Le terme « audit » était autrefois réservé au domaine comptable et financier et consistait à faire des opérations de contrôle et de vérification des données de l’entreprise. Cependant, il s’est progressivement déplacé vers le domaine social. Parmi les premières applications en la matière nous pouvons citer la National First City Bank de New York en 1964 qui a cherché à appliquer les principes de l’audit comptable au suivi de la gestion humaine d’unités décentralisées. Quelques années plus tard Humble (1975) a publié l’ouvrage « L’audit social au service d’un management de survie ». L’Audit du Social est donc un domaine particulier d’application des méthodes d’audit largement utilisées dans le domaine financier, organisationnel, qualité, etc.… Il peut être pratiqué par des auditeurs externes spécialisés ou par des auditeurs internes, parfois en combinaison les deux à la fois.
L’AUDIT SOCIAL
Les théories des précurseurs
– Selon Aïm, (2010 : 21) l’axe horizontal part du système fermé au système ouvert. Cette démarche s’appelle « approche systémique ». Selon celle-ci, le système fermé correspond à une organisation dont le modèle universel forme un tout centré sur la gestion des paramètres internes à l’entreprise ; alors que le système ouvert considère que l’organisation de l’entreprise est dépendante de son environnement qu’il soit économique, politique, culturel, social etc. Elle nécessite donc un effort permanent d’adaptation.

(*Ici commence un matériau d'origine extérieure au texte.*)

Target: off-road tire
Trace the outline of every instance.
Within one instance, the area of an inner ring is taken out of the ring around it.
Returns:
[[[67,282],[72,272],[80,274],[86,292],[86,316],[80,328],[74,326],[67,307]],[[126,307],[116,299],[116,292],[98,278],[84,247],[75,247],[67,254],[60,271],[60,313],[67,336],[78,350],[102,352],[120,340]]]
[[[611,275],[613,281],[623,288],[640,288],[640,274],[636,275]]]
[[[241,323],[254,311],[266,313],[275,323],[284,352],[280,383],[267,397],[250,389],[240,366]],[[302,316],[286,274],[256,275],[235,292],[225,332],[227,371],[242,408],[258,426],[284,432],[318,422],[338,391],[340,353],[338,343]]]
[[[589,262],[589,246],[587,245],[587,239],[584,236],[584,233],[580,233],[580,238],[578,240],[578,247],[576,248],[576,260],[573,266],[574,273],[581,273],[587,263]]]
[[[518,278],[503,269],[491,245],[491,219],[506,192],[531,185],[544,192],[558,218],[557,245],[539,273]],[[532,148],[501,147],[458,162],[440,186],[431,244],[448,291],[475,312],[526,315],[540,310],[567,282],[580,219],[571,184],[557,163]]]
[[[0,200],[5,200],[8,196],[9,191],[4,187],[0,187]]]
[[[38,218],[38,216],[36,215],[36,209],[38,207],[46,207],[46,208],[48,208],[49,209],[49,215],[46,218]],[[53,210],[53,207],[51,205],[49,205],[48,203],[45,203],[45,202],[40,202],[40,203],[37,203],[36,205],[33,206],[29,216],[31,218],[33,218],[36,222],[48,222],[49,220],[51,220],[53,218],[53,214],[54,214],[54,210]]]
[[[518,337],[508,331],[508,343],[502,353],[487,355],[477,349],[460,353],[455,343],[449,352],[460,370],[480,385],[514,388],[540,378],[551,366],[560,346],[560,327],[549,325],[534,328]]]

– Selon le même auteur, l’axe vertical quant à lui part de l’approche rationnelle à l’approche sociale. La première conduit à la rationalisation du travail et correspond à une recherche d’efficacité technique et économique de l’entreprise. Cette recherche est rendue possible par la mise en œuvre d’une démarche d’organisation du travail rigoureuse, logique et formelle (mécanique), fondée sur la raison ; alors que la deuxième constitue une approche fondée sur le consensus et la motivation des individus. Elle correspond à la recherche de l’efficacité technique et économique de l’entreprise par la prise en compte de facteurs humains. Cette démarche s’inscrit dans une logique de sentiment.
L’interprétation du schéma donné par Aïm ne s’arrête pas aux deux axes mais continue avec la présentation de quatre phases qui découlent de la subdivision des deux axes. Ces phases expliquent mieux les différentes transitions qu’à subi la théorie des organisations à travers le temps. Ainsi, la première phase débute dans les années 1900 et se termine dans les années 1930 avec pour objectif « organiser pour produire efficacement ». Ici l’entreprise s’inscrit dans une approche rationnelle et fonctionne dans un système fermé. Il s’agira donc pour les écoles classiques, les écoles des ingénieurs et des praticiens d’utiliser les sciences pour atteindre leur objectif. Cette période est marquée par l’émergence de la division technique du travail mené par Taylor et la division administrative du travail mené par Fayol.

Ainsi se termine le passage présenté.